Dès l’aube, la brise marine du golfe de Béjaïa s’est mêlée aux clameurs d’une foule immense. La population des quartiers populaires et de la vieille ville est descendue dans les rues comme un seul homme. Les visages, marqués par les privations et le deuil, se sont illuminés d’un sourire nouveau : celui de la liberté.
Les drapeaux, cousus en secret pendant des mois, dans la peur de la répression, ont fleuri à chaque balcon, sur chaque capot de voiture et entre les mains des jeunes comme des enfants. Du haut des terrasses et des balcons, les femmes lançaient des youyous stridents et interminables, brisant le silence de plomb des années de guerre, racontent nos parents et nos grands-parents. C’était le chant de la victoire, mais aussi un hommage vibrant aux martyrs (chouhada).
Les survivants embrassaient les moudjahidine descendus des maquis environnants, encore vêtus de leurs lourdes tenues de combat, accueillis en héros. Si la ville de Béjaïa vibrait au rythme des klaxons et des chants, la vallée de la Soummam, d’El-Kseur à Akbou, offrait un spectacle tout aussi saisissant et profondément solennel.
Cette vallée, qui avait payé un tribut de sang inimaginable lors des opérations militaires coloniales, notamment durant le plan Challe, exultait enfin. Dans chaque village accroché aux flancs du Djurdjura ou des Babors, les tambours résonnaient. Les anciens, les larmes aux yeux, regardaient cette jeunesse qui n’allait plus connaître la peur du couvre-feu ni celle des ratissages. C’était une communion parfaite entre la nature majestueuse de la Kabylie et l’âme d’un peuple enfin libéré.
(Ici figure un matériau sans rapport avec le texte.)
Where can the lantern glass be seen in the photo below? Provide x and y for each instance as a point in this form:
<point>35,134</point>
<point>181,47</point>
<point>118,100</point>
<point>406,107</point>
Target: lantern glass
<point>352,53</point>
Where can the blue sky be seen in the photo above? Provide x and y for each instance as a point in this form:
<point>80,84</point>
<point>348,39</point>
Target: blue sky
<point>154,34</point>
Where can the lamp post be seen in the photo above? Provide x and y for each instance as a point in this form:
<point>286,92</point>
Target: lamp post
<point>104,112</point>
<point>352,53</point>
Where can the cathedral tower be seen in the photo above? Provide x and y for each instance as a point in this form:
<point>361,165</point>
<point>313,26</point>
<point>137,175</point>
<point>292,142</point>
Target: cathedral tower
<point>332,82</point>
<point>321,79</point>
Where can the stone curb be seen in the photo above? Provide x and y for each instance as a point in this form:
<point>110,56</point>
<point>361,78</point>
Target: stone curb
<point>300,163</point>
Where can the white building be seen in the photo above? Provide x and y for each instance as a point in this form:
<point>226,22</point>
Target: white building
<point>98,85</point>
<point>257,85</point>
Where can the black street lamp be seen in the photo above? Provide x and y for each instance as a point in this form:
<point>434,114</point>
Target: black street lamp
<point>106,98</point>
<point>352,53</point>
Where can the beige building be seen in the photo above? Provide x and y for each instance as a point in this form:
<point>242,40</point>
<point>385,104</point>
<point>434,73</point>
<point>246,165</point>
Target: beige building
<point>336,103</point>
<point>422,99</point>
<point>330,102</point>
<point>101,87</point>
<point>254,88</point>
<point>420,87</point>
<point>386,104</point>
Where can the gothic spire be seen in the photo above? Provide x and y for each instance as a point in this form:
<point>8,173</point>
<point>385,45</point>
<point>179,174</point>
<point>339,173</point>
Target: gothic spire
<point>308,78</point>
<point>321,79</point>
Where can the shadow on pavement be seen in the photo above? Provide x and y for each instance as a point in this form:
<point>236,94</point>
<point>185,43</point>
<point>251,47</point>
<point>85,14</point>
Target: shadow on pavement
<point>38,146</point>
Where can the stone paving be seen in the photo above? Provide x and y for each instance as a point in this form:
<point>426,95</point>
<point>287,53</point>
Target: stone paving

La Soummam, qui avait tracé les lignes directrices de la Révolution lors du Congrès de 1956, voyait son sacrifice enfin couronné de succès.
L’ambiance du 5 juillet 1962 à Béjaïa ne se résumait pas à une fête insouciante. C’était un mélange unique de joie immense et de dignité empreinte de douleur. Au milieu des danses et des chants patriotiques, les familles brandissaient les portraits de leurs disparus. On pleurait un fils, un père, une sœur, tout en célébrant la naissance d’une nation.
Les places publiques étaient devenues des espaces de fraternité où chacun partageait le peu qu’il possédait : quelques dattes, de l’eau fraîche et des sourires. Ce jour-là, les barrières sociales s’étaient effacées. Il n’y avait plus qu’un seul peuple, debout, fier et maître de son destin.